THE ONE WHERE I WRITE ABOUT FRIENDS
I’m developing a treatment with a friend for a movie that centres on a close friendship, so figure that we should catch an example or two. Only, there’s something clearly twisted about my take on such things because the films that catch my attention in the local rental store are twisted hymns to dysfunctionality. Not quite the vibe we’re aiming for in our own attempt at the new Little Miss Sunshine.
The first is Ghost World, an adaptation co-scripted by Daniel Clowes of his own graphic novel, co-written and directed by Terry Zwigoff. Despite an appealing look and starring Thora Birch and Scarlett Johansson, it’s a film that doesn’t give up its pleasures easily.
The principle problem is the source material, and the arch and distanced take Clowes has on his characters. He observes with some accuracy but little empathy, as two high school girls prepare to take on the world and discover it isn’t how they wanted it to be.
There’s also an issue to do with change: Clowes is seemingly opposed to it, while most films traffic in transformation. This is addressed directly in a scene in which a curmudgeonly blues fan who’s been taken under the wing of a woman turns his back on the wider world she’s introduced him to. The character, played by Steve Buscemi, retreats to the narrow world of his obsessions, and you can’t help but feel that Clowes is chuckling as he flips the bird at Hollywood.
Somewhat disappointed, we next watch Chuck & Buck. Again I’ve misjudged my memories of the film, my co-writer correctly pointing out some half way through that it could easily be a horror movie. Scripted by Mike White, the film is a toe-curling tale of a man-boy who refuses to grow up, and tries to rekindle his friendship with a childhood best buddy who’s now grown up with a job and fiance.
We both squirm as the beautifully judged film takes us through exquisitely painful scenes as the twisted man-child stalks his former pal in Los Angeles, watching him have sex with his partner and hiring a theatre to put on a perverse account of their relationship with adults in the role of children. This really is naked and painful stuff, and it’s only a perfectly balanced resolution that stops it being one of the most awkward experiences of your life, the tenderness of the climax a blessed relief after the sheer torture of what comes before.
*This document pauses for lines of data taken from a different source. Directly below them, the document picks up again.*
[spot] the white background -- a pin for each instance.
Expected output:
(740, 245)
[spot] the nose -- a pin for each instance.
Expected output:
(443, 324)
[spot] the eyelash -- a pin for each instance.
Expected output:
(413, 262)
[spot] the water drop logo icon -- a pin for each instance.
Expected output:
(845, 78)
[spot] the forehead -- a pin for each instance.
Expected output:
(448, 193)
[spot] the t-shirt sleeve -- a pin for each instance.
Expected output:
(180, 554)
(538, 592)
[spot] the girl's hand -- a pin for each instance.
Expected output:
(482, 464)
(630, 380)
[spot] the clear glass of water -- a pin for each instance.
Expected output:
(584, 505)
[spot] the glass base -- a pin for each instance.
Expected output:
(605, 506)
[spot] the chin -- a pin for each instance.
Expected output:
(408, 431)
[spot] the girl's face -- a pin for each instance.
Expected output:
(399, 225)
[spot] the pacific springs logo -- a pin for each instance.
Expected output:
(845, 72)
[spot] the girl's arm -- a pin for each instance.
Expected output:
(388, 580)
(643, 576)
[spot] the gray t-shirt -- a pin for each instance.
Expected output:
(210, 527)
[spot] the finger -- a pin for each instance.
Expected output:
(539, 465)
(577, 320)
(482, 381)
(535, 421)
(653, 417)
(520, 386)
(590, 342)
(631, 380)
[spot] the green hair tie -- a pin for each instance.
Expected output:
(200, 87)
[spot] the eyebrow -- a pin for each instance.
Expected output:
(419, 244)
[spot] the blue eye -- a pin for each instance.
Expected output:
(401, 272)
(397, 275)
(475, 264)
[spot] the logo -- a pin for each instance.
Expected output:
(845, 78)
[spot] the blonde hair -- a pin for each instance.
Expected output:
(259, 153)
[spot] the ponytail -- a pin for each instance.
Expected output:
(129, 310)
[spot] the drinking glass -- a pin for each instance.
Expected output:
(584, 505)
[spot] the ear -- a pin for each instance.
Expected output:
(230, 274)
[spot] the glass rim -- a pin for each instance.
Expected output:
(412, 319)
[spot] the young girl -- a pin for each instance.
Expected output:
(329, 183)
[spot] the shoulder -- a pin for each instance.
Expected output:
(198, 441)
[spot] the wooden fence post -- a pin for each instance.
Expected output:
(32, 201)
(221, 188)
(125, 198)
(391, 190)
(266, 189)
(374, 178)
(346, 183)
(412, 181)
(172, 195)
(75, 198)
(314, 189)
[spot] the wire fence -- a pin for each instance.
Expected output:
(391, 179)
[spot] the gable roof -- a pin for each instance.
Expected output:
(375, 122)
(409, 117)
The performances are pitch-perfect, Mike White himself playing the child who hasn’t grown up, and Chris Weitz the equally complicit jock who has managed to move on in his life. Shot on DV, the film has a jagged and brutal look that suits its themes perfectly.
What has all this taught us given Vicki and I are developing our own treatment? While Ghost World doesn’t give equal weight to its protagonists — you never get as clear an insight into Scarlet Johansson’s character as you do Thora Birch’s — it does at least delineate them clearly.
Chuck & Buck meanwhile is a masterclass in exposing the undercurrents of a macabre friendship, and while the project we’re doing has none of its darkness, there are scenes when we need to portray a rift between the pals. Seeing how Mike White writes Chuck and Buck is a model in developing characters who have a shadow side to their relationship, and the better we can do that in our own tale the more impact the pals’ break up will have before they make up again.
Is it possible? A film with the twisted insight of Chuck & Buck and the cheery worldview of Little Miss Sunshine? It’s certainly worth a try. And aiming for it will give us something of note to aspire to. Watch this space.